Madras High Court Bench Judge Teeka Raman held that it is not mandatory under the Negotiable Instruments Act 1881 to obtain both signature and thumbprint for a pro-note to be valid.

The court also held that where the defendant did not deny the execution of the pro note, the lower appellate court could not arouse suspicion regarding the execution of the note simply on the grounds that the thumbprint of the defendant had not been obtained.

He observed,

Once the signature found in the prosecution documents has been admitted, there is no need or need for the plaintiff to give an explanation for not obtaining the thumbprint in the prosecution promissory note. There is no such law to obtain the thumbprint in the Prosecution Promissory Note, especially when the execution and delivery of Ex.A1 through Ex.A3 was not in dispute.. .There is no mandatory provision under the Negotiable Instruments Act that both signature and thump impression must be obtained for a pro note…

In the present case, the original plaintiff, the appellant here, had filed a complaint against the respondent for the recovery of the money of Rs.1,00,000 each borrowed by him and for which three promissory notes were issued to the plaintiff for consideration. After issuing a pre-trial notice, the plaintiff filed an action to recover the claim of Rs. 4,59,000 with subsequent interest.

The defendant, the respondent hereto, admitted the signing of the promissory notes. However, he argued that the promissory notes had been executed as security for the borrowed loan and that the due loan had been settled by the execution of a deed of sale dated 12.11.1999 in the name of the applicant’s wife. It is further alleged that the lawsuit’s promissory notes were not backed by counterparty and that the blank promissory notes were filled for the purpose of filing the lawsuit in 2004.
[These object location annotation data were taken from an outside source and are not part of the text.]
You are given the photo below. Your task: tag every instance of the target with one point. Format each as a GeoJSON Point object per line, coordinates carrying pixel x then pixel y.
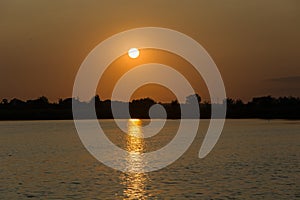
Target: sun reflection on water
{"type": "Point", "coordinates": [135, 183]}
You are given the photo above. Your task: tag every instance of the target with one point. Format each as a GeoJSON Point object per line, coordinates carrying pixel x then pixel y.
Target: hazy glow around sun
{"type": "Point", "coordinates": [133, 53]}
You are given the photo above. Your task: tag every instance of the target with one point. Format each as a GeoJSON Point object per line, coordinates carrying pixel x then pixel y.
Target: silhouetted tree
{"type": "Point", "coordinates": [192, 98]}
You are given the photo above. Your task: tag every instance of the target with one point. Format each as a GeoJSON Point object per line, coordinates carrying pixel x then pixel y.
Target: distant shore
{"type": "Point", "coordinates": [265, 107]}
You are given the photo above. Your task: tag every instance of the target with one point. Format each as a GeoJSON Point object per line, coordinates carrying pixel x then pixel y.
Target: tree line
{"type": "Point", "coordinates": [265, 107]}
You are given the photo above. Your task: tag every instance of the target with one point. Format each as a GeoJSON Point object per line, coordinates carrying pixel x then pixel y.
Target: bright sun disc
{"type": "Point", "coordinates": [133, 53]}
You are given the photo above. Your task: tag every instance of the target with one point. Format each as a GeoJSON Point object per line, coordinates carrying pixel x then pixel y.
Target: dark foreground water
{"type": "Point", "coordinates": [254, 159]}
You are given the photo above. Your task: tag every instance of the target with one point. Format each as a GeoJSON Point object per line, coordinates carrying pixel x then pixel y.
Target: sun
{"type": "Point", "coordinates": [133, 53]}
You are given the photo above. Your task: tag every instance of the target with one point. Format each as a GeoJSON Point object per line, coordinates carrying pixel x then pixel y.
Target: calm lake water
{"type": "Point", "coordinates": [254, 159]}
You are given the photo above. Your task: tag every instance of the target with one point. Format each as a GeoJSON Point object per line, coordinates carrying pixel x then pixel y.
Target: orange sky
{"type": "Point", "coordinates": [255, 44]}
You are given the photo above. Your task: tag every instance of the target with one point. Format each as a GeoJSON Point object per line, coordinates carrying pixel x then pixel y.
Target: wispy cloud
{"type": "Point", "coordinates": [288, 79]}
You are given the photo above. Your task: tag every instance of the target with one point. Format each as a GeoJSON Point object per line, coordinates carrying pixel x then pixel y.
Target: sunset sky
{"type": "Point", "coordinates": [255, 44]}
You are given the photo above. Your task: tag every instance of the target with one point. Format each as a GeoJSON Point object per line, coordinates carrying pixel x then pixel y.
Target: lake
{"type": "Point", "coordinates": [253, 159]}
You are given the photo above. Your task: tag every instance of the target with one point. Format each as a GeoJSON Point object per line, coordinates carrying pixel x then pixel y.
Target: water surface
{"type": "Point", "coordinates": [254, 159]}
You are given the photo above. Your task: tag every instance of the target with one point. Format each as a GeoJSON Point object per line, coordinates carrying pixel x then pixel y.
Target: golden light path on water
{"type": "Point", "coordinates": [135, 183]}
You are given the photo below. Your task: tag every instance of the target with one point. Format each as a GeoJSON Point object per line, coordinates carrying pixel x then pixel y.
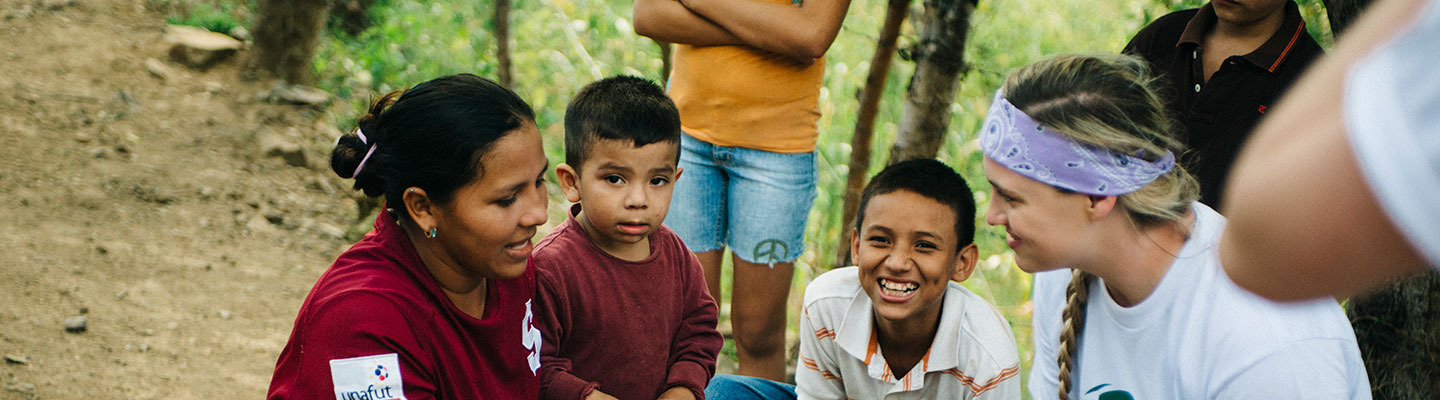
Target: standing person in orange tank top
{"type": "Point", "coordinates": [746, 81]}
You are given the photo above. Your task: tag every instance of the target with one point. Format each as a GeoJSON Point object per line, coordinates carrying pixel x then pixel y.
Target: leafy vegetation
{"type": "Point", "coordinates": [562, 45]}
{"type": "Point", "coordinates": [218, 16]}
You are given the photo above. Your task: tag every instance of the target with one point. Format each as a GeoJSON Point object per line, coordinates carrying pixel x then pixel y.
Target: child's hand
{"type": "Point", "coordinates": [598, 394]}
{"type": "Point", "coordinates": [677, 393]}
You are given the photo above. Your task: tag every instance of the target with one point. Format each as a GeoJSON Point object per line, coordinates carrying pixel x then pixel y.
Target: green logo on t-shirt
{"type": "Point", "coordinates": [1110, 394]}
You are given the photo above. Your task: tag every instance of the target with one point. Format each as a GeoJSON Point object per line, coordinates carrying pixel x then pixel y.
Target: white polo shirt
{"type": "Point", "coordinates": [972, 357]}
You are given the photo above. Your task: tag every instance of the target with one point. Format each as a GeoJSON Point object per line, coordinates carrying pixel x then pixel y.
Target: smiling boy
{"type": "Point", "coordinates": [622, 304]}
{"type": "Point", "coordinates": [894, 325]}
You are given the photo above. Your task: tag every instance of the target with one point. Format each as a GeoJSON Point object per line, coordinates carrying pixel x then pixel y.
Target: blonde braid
{"type": "Point", "coordinates": [1073, 323]}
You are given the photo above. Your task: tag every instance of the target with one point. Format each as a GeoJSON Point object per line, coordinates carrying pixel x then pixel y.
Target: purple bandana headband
{"type": "Point", "coordinates": [1014, 140]}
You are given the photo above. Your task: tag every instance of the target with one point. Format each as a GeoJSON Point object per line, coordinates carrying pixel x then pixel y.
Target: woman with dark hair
{"type": "Point", "coordinates": [435, 301]}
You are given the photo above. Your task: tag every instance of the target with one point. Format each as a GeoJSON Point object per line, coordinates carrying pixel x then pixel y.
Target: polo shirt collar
{"type": "Point", "coordinates": [1269, 55]}
{"type": "Point", "coordinates": [857, 335]}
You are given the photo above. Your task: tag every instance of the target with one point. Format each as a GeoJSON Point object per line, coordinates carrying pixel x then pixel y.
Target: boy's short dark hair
{"type": "Point", "coordinates": [619, 108]}
{"type": "Point", "coordinates": [933, 180]}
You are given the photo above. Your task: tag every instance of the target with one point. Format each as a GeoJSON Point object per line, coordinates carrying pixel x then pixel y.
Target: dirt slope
{"type": "Point", "coordinates": [147, 206]}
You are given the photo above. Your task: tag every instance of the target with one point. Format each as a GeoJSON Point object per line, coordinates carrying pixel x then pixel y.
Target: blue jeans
{"type": "Point", "coordinates": [755, 202]}
{"type": "Point", "coordinates": [739, 387]}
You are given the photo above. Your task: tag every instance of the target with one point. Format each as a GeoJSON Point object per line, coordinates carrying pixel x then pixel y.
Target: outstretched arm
{"type": "Point", "coordinates": [801, 32]}
{"type": "Point", "coordinates": [667, 20]}
{"type": "Point", "coordinates": [1303, 222]}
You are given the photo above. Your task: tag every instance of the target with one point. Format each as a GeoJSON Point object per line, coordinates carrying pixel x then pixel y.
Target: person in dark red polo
{"type": "Point", "coordinates": [1223, 66]}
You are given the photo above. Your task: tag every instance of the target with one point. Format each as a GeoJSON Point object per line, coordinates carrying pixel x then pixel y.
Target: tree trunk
{"type": "Point", "coordinates": [503, 43]}
{"type": "Point", "coordinates": [1342, 13]}
{"type": "Point", "coordinates": [939, 59]}
{"type": "Point", "coordinates": [866, 123]}
{"type": "Point", "coordinates": [285, 38]}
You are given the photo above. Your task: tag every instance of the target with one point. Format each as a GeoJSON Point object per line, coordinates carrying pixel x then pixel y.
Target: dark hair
{"type": "Point", "coordinates": [933, 180]}
{"type": "Point", "coordinates": [619, 108]}
{"type": "Point", "coordinates": [432, 137]}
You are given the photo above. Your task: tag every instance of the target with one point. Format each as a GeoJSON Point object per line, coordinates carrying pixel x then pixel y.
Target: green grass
{"type": "Point", "coordinates": [218, 16]}
{"type": "Point", "coordinates": [562, 45]}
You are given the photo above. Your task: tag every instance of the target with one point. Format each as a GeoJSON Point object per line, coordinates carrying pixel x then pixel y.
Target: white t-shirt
{"type": "Point", "coordinates": [1391, 111]}
{"type": "Point", "coordinates": [1197, 335]}
{"type": "Point", "coordinates": [972, 357]}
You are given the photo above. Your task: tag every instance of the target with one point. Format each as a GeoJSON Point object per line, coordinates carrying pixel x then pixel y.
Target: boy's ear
{"type": "Point", "coordinates": [424, 212]}
{"type": "Point", "coordinates": [854, 245]}
{"type": "Point", "coordinates": [965, 264]}
{"type": "Point", "coordinates": [569, 182]}
{"type": "Point", "coordinates": [1100, 206]}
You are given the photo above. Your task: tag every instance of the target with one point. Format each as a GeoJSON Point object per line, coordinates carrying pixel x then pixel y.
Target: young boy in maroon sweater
{"type": "Point", "coordinates": [622, 304]}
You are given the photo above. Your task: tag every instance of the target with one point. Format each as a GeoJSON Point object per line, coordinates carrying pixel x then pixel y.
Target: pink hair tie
{"type": "Point", "coordinates": [363, 140]}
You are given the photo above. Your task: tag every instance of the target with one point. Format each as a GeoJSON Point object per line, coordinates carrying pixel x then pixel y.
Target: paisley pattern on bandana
{"type": "Point", "coordinates": [1014, 140]}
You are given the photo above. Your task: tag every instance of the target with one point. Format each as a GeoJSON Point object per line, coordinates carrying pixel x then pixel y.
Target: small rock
{"type": "Point", "coordinates": [56, 5]}
{"type": "Point", "coordinates": [275, 216]}
{"type": "Point", "coordinates": [25, 12]}
{"type": "Point", "coordinates": [26, 389]}
{"type": "Point", "coordinates": [124, 104]}
{"type": "Point", "coordinates": [241, 33]}
{"type": "Point", "coordinates": [330, 230]}
{"type": "Point", "coordinates": [75, 324]}
{"type": "Point", "coordinates": [297, 94]}
{"type": "Point", "coordinates": [159, 69]}
{"type": "Point", "coordinates": [277, 146]}
{"type": "Point", "coordinates": [199, 48]}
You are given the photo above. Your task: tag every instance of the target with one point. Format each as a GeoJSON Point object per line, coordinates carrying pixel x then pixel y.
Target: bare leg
{"type": "Point", "coordinates": [759, 310]}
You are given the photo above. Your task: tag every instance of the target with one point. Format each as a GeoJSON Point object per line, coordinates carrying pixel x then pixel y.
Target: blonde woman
{"type": "Point", "coordinates": [1135, 304]}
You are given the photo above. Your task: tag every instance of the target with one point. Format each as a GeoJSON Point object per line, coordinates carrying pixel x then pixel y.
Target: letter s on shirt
{"type": "Point", "coordinates": [530, 338]}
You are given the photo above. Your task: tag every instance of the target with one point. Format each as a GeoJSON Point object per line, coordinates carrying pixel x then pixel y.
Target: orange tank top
{"type": "Point", "coordinates": [743, 97]}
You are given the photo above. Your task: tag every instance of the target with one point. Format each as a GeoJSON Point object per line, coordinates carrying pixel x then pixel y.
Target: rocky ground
{"type": "Point", "coordinates": [176, 210]}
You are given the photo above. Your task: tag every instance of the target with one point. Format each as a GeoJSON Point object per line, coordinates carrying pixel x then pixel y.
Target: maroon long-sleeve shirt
{"type": "Point", "coordinates": [378, 325]}
{"type": "Point", "coordinates": [631, 330]}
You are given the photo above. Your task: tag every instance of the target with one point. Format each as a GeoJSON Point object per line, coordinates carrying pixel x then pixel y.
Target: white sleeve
{"type": "Point", "coordinates": [817, 374]}
{"type": "Point", "coordinates": [1388, 107]}
{"type": "Point", "coordinates": [1007, 389]}
{"type": "Point", "coordinates": [1308, 369]}
{"type": "Point", "coordinates": [1049, 300]}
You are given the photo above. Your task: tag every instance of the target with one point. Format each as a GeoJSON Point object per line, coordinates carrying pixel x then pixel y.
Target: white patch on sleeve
{"type": "Point", "coordinates": [372, 377]}
{"type": "Point", "coordinates": [530, 338]}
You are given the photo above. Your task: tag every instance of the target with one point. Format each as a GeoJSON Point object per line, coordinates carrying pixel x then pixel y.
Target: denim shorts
{"type": "Point", "coordinates": [752, 200]}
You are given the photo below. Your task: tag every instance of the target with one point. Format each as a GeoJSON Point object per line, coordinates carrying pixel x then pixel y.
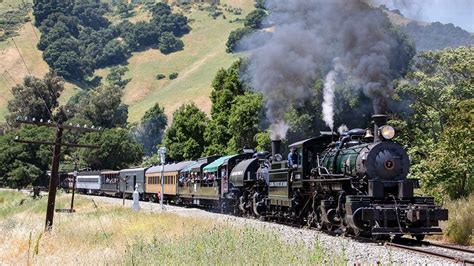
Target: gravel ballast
{"type": "Point", "coordinates": [354, 251]}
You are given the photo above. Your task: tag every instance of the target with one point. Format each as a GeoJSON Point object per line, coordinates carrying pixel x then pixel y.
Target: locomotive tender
{"type": "Point", "coordinates": [355, 183]}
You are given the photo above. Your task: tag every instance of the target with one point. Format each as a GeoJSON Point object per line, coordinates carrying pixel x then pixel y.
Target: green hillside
{"type": "Point", "coordinates": [203, 55]}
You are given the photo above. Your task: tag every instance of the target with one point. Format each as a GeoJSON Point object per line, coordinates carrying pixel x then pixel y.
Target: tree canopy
{"type": "Point", "coordinates": [437, 88]}
{"type": "Point", "coordinates": [151, 128]}
{"type": "Point", "coordinates": [25, 164]}
{"type": "Point", "coordinates": [184, 139]}
{"type": "Point", "coordinates": [77, 38]}
{"type": "Point", "coordinates": [35, 97]}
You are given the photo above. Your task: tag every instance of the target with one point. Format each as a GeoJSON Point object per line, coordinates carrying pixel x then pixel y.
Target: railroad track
{"type": "Point", "coordinates": [456, 254]}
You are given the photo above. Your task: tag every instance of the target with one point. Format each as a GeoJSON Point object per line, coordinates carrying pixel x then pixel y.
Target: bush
{"type": "Point", "coordinates": [460, 225]}
{"type": "Point", "coordinates": [173, 75]}
{"type": "Point", "coordinates": [169, 43]}
{"type": "Point", "coordinates": [235, 37]}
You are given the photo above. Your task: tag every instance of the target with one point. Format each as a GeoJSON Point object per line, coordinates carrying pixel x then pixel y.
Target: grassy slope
{"type": "Point", "coordinates": [197, 64]}
{"type": "Point", "coordinates": [203, 55]}
{"type": "Point", "coordinates": [12, 69]}
{"type": "Point", "coordinates": [101, 233]}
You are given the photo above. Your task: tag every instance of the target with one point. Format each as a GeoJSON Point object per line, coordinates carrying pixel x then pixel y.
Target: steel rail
{"type": "Point", "coordinates": [432, 253]}
{"type": "Point", "coordinates": [448, 247]}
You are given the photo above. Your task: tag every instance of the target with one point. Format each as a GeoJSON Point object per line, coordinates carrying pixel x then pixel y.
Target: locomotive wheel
{"type": "Point", "coordinates": [329, 227]}
{"type": "Point", "coordinates": [419, 237]}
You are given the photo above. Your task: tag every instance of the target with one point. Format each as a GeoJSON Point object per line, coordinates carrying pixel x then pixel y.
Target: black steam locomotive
{"type": "Point", "coordinates": [357, 185]}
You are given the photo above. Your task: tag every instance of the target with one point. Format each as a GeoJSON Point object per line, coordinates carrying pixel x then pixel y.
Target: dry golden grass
{"type": "Point", "coordinates": [101, 233]}
{"type": "Point", "coordinates": [460, 227]}
{"type": "Point", "coordinates": [90, 236]}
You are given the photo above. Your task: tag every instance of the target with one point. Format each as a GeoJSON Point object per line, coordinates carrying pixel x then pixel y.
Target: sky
{"type": "Point", "coordinates": [458, 12]}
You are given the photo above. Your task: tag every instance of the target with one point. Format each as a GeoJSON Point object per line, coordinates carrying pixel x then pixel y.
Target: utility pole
{"type": "Point", "coordinates": [54, 180]}
{"type": "Point", "coordinates": [74, 182]}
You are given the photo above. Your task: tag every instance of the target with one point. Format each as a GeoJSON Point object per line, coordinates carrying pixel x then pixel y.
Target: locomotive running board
{"type": "Point", "coordinates": [396, 230]}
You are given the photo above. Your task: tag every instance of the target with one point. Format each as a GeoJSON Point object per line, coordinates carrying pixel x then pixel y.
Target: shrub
{"type": "Point", "coordinates": [173, 75]}
{"type": "Point", "coordinates": [460, 225]}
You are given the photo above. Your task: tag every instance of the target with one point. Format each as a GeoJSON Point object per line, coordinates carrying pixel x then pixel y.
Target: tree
{"type": "Point", "coordinates": [234, 38]}
{"type": "Point", "coordinates": [24, 164]}
{"type": "Point", "coordinates": [115, 77]}
{"type": "Point", "coordinates": [244, 121]}
{"type": "Point", "coordinates": [226, 86]}
{"type": "Point", "coordinates": [255, 18]}
{"type": "Point", "coordinates": [118, 150]}
{"type": "Point", "coordinates": [35, 97]}
{"type": "Point", "coordinates": [44, 8]}
{"type": "Point", "coordinates": [169, 43]}
{"type": "Point", "coordinates": [114, 52]}
{"type": "Point", "coordinates": [438, 82]}
{"type": "Point", "coordinates": [184, 139]}
{"type": "Point", "coordinates": [448, 169]}
{"type": "Point", "coordinates": [260, 4]}
{"type": "Point", "coordinates": [103, 107]}
{"type": "Point", "coordinates": [151, 128]}
{"type": "Point", "coordinates": [90, 13]}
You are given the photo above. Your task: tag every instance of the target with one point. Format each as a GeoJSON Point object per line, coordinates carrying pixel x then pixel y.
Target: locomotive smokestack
{"type": "Point", "coordinates": [379, 120]}
{"type": "Point", "coordinates": [276, 145]}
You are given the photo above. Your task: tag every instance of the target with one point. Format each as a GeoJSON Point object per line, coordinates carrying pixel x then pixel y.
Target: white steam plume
{"type": "Point", "coordinates": [328, 99]}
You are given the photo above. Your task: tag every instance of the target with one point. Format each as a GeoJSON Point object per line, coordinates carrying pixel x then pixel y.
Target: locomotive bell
{"type": "Point", "coordinates": [368, 134]}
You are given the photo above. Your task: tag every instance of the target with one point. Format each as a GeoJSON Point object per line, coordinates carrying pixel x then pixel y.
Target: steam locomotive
{"type": "Point", "coordinates": [355, 183]}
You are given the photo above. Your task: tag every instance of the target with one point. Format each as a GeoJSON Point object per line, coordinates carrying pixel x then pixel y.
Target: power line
{"type": "Point", "coordinates": [21, 56]}
{"type": "Point", "coordinates": [58, 143]}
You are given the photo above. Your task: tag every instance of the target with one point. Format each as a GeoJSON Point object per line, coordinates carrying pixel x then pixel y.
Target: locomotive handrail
{"type": "Point", "coordinates": [328, 180]}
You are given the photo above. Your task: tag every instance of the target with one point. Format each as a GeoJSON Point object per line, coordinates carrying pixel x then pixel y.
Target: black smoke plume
{"type": "Point", "coordinates": [310, 34]}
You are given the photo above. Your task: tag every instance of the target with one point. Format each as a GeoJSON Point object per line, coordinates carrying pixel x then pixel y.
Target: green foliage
{"type": "Point", "coordinates": [244, 121]}
{"type": "Point", "coordinates": [115, 77]}
{"type": "Point", "coordinates": [24, 164]}
{"type": "Point", "coordinates": [260, 4]}
{"type": "Point", "coordinates": [226, 86]}
{"type": "Point", "coordinates": [104, 107]}
{"type": "Point", "coordinates": [35, 97]}
{"type": "Point", "coordinates": [77, 38]}
{"type": "Point", "coordinates": [184, 139]}
{"type": "Point", "coordinates": [448, 168]}
{"type": "Point", "coordinates": [169, 43]}
{"type": "Point", "coordinates": [254, 19]}
{"type": "Point", "coordinates": [461, 221]}
{"type": "Point", "coordinates": [151, 128]}
{"type": "Point", "coordinates": [173, 75]}
{"type": "Point", "coordinates": [235, 37]}
{"type": "Point", "coordinates": [11, 20]}
{"type": "Point", "coordinates": [118, 150]}
{"type": "Point", "coordinates": [438, 126]}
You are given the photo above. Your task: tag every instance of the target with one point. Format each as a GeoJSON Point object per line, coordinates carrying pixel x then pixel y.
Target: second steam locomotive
{"type": "Point", "coordinates": [355, 183]}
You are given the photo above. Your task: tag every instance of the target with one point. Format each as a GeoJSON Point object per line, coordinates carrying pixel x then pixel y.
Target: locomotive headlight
{"type": "Point", "coordinates": [387, 132]}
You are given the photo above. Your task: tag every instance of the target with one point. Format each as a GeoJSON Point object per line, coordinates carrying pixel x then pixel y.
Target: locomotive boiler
{"type": "Point", "coordinates": [357, 184]}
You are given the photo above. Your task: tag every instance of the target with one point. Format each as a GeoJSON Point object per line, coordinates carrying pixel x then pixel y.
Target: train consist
{"type": "Point", "coordinates": [355, 183]}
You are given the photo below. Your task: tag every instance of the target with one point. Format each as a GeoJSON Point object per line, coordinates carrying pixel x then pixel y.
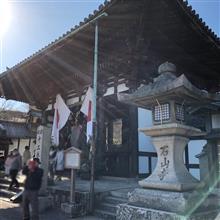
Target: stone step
{"type": "Point", "coordinates": [114, 200]}
{"type": "Point", "coordinates": [105, 214]}
{"type": "Point", "coordinates": [6, 193]}
{"type": "Point", "coordinates": [120, 194]}
{"type": "Point", "coordinates": [5, 186]}
{"type": "Point", "coordinates": [108, 207]}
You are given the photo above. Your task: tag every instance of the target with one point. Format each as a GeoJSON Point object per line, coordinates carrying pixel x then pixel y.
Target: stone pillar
{"type": "Point", "coordinates": [170, 172]}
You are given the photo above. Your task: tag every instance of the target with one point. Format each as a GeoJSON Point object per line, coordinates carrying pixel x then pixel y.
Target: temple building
{"type": "Point", "coordinates": [134, 40]}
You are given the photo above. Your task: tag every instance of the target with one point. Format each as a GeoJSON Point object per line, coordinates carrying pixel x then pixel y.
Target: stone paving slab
{"type": "Point", "coordinates": [10, 211]}
{"type": "Point", "coordinates": [101, 185]}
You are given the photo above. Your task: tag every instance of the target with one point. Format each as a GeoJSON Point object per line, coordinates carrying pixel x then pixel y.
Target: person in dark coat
{"type": "Point", "coordinates": [32, 186]}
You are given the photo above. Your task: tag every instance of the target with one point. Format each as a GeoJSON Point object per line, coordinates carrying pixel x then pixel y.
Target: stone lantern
{"type": "Point", "coordinates": [169, 188]}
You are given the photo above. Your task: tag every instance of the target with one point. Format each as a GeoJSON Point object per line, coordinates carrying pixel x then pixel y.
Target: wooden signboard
{"type": "Point", "coordinates": [72, 158]}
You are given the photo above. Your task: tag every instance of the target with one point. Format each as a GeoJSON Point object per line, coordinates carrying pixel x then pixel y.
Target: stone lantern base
{"type": "Point", "coordinates": [125, 212]}
{"type": "Point", "coordinates": [166, 205]}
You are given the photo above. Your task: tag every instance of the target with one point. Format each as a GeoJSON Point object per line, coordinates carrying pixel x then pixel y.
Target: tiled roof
{"type": "Point", "coordinates": [103, 7]}
{"type": "Point", "coordinates": [15, 130]}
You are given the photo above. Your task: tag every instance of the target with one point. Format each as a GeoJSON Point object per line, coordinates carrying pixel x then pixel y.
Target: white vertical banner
{"type": "Point", "coordinates": [61, 115]}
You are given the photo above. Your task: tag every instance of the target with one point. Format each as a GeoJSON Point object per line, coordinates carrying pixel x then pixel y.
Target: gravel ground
{"type": "Point", "coordinates": [10, 211]}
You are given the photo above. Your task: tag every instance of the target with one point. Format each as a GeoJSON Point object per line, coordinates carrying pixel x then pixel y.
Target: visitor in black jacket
{"type": "Point", "coordinates": [32, 186]}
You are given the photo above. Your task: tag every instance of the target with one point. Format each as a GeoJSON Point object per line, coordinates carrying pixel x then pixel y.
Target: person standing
{"type": "Point", "coordinates": [15, 168]}
{"type": "Point", "coordinates": [59, 161]}
{"type": "Point", "coordinates": [8, 163]}
{"type": "Point", "coordinates": [32, 185]}
{"type": "Point", "coordinates": [26, 155]}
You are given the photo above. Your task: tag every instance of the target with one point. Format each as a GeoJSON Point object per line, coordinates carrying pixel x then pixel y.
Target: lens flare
{"type": "Point", "coordinates": [5, 16]}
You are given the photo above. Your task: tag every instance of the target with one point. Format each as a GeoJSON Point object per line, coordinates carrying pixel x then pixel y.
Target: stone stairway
{"type": "Point", "coordinates": [106, 208]}
{"type": "Point", "coordinates": [6, 194]}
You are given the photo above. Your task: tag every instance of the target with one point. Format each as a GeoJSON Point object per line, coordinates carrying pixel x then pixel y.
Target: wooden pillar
{"type": "Point", "coordinates": [133, 141]}
{"type": "Point", "coordinates": [18, 145]}
{"type": "Point", "coordinates": [100, 136]}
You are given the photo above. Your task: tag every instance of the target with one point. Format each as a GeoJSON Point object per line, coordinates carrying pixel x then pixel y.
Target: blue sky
{"type": "Point", "coordinates": [35, 23]}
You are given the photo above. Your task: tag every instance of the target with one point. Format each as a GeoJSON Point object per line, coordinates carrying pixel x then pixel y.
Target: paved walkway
{"type": "Point", "coordinates": [104, 184]}
{"type": "Point", "coordinates": [10, 211]}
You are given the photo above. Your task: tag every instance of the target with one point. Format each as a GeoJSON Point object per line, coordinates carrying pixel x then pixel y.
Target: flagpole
{"type": "Point", "coordinates": [94, 115]}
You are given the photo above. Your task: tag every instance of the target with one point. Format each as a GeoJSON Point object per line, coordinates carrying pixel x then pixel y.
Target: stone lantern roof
{"type": "Point", "coordinates": [167, 86]}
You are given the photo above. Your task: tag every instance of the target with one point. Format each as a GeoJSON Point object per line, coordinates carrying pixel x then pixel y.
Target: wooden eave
{"type": "Point", "coordinates": [168, 29]}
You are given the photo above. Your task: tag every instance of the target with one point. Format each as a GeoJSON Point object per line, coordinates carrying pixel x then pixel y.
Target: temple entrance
{"type": "Point", "coordinates": [120, 147]}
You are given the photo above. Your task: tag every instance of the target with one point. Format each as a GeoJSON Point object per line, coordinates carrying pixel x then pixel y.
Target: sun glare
{"type": "Point", "coordinates": [5, 17]}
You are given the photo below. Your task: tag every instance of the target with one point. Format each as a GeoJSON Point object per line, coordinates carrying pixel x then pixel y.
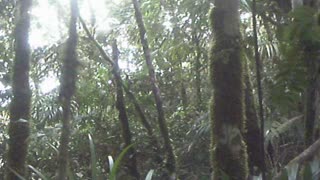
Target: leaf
{"type": "Point", "coordinates": [292, 171]}
{"type": "Point", "coordinates": [307, 172]}
{"type": "Point", "coordinates": [116, 165]}
{"type": "Point", "coordinates": [149, 175]}
{"type": "Point", "coordinates": [111, 162]}
{"type": "Point", "coordinates": [17, 174]}
{"type": "Point", "coordinates": [93, 159]}
{"type": "Point", "coordinates": [38, 172]}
The trial court considered the statutory presumption under Section 118 of the Negotiable Instruments Act and the power of the holder to timely fulfill the promissory notes under Section 20 of the Act and found ordered the prosecution in favor of the plaintiff.

On appeal, the lower appellate court neither considered the admissions made in the pleadings and evidence, nor took note of the legal presumptions in favor of the plaintiff, and allowed the appeal finding that the fingerprint of the defendant’s thumb had not been obtained and that the signature in each of the promissory notes is different from each other as compared to the naked eye.

The High Court was of the view that where there was no dispute over the execution of the documents, there was no reason for the court to compare those documents with the naked eye as if the defendant had denied execution.

It is not necessary for the applicant to give an explanation for not having obtained a thumbprint because the execution of the document has already been admitted and moreover, there is no law to obtain the thumbprint of the thumb in the suit promissory note, he said.

“When there was no dispute as to the execution of Ex.A1 to Ex.A3, the first Court of Appeal should not have compared the prosecution documents with the naked eye, as if the defendant had denied enforcement and therefore, on the basis of the above evidence both oral and documentary pleaded and evidence on the plaintiff’s side, I conclude that under section 4 of the Indian Evidence Act, whenever it is provided by law that the Court must presume a fact, it must record that fact as proven unless and until it is disproved. Applying the said definitions of “proven” or “disproved” under Section 5 of the Indian Evidence Act to the principle underlying Section 118(a) of the Negotiable Instruments Act, the Court shall presume that Ex.A1 to Ex.A3 have been taken into consideration.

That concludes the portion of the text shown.